The only facts pertinent to a disposition of this appeal are that on October 27, 1939, petitioner filed with the State Personnel Board a petition for correction of her civil service classification which she alleged to be erroneous; that such petition was denied on February 6, 1940; that on March 28, 1940, she filed with the Superior Court of Sacramento County a petition for a writ of mandate to compel the board to enter her name on the roster of said board as a senior account clerk as of June 25, 1931, and for judgment for the accumulated difference in salary during such period; that not until November 17, 1941, after the entry of judgment denying her petition for a writ of mandate in the superior court and approximately twenty-one months after the board had denied her petition for correction of her classification, did she request a rehearing of said petition. The board thereupon adopted a resolution that her position be reclassified as senior account clerk as of May 25, 1931, conditioned upon her filing a waiver of back salary and wages to the date of said resolution.

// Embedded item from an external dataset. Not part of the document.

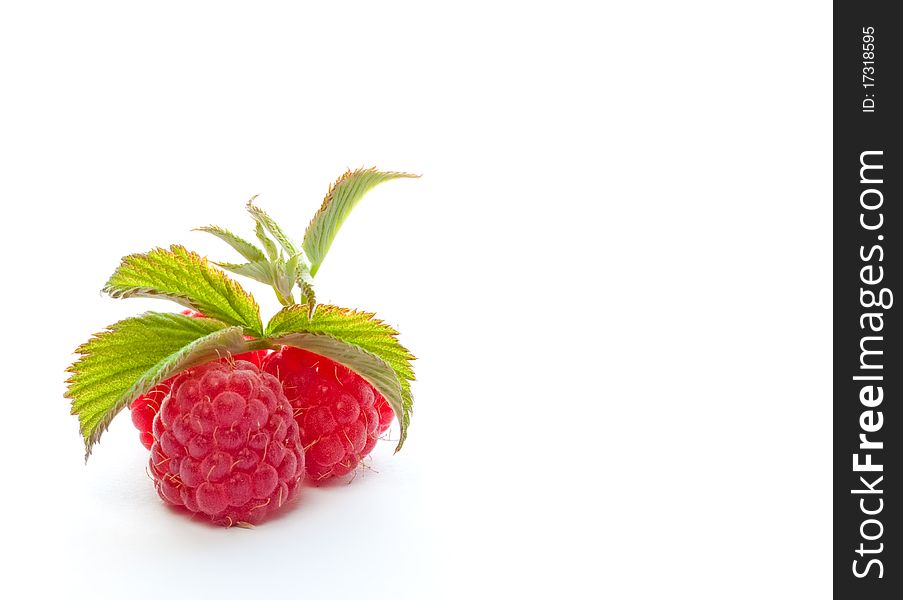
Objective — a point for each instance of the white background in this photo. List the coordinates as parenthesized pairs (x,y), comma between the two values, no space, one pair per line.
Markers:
(615,272)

Sections 1 and 2 of Rule 23 of the Rules and Regulations of the State Personnel Board provide in effect that decisions by the board shall become final after ten days from the time of service of such decision upon the person or persons affected thereby, and that an application for a rehearing after such decision by the board may be granted if an application in writing is made thereafter any time within ten days after said service of notice; while section 173(c) of the Civil Service Act (Stats. 1937, p. 2085, Deering’s General Laws 1937, Act 1404) provides that within thirty days from and after receipt of a copy of the decision by the board either the employee or the appointing power may apply for a rehearing by filing a written petition therefor.
If under the procedure set forth in said act and the rules of said board the rule of the exhaustion of administrative remedies before resort may be had to the courts applies, the failure of petitioner to request a rehearing in accordance with the provisions mentioned before filing her petition for a writ of mandate is fatal.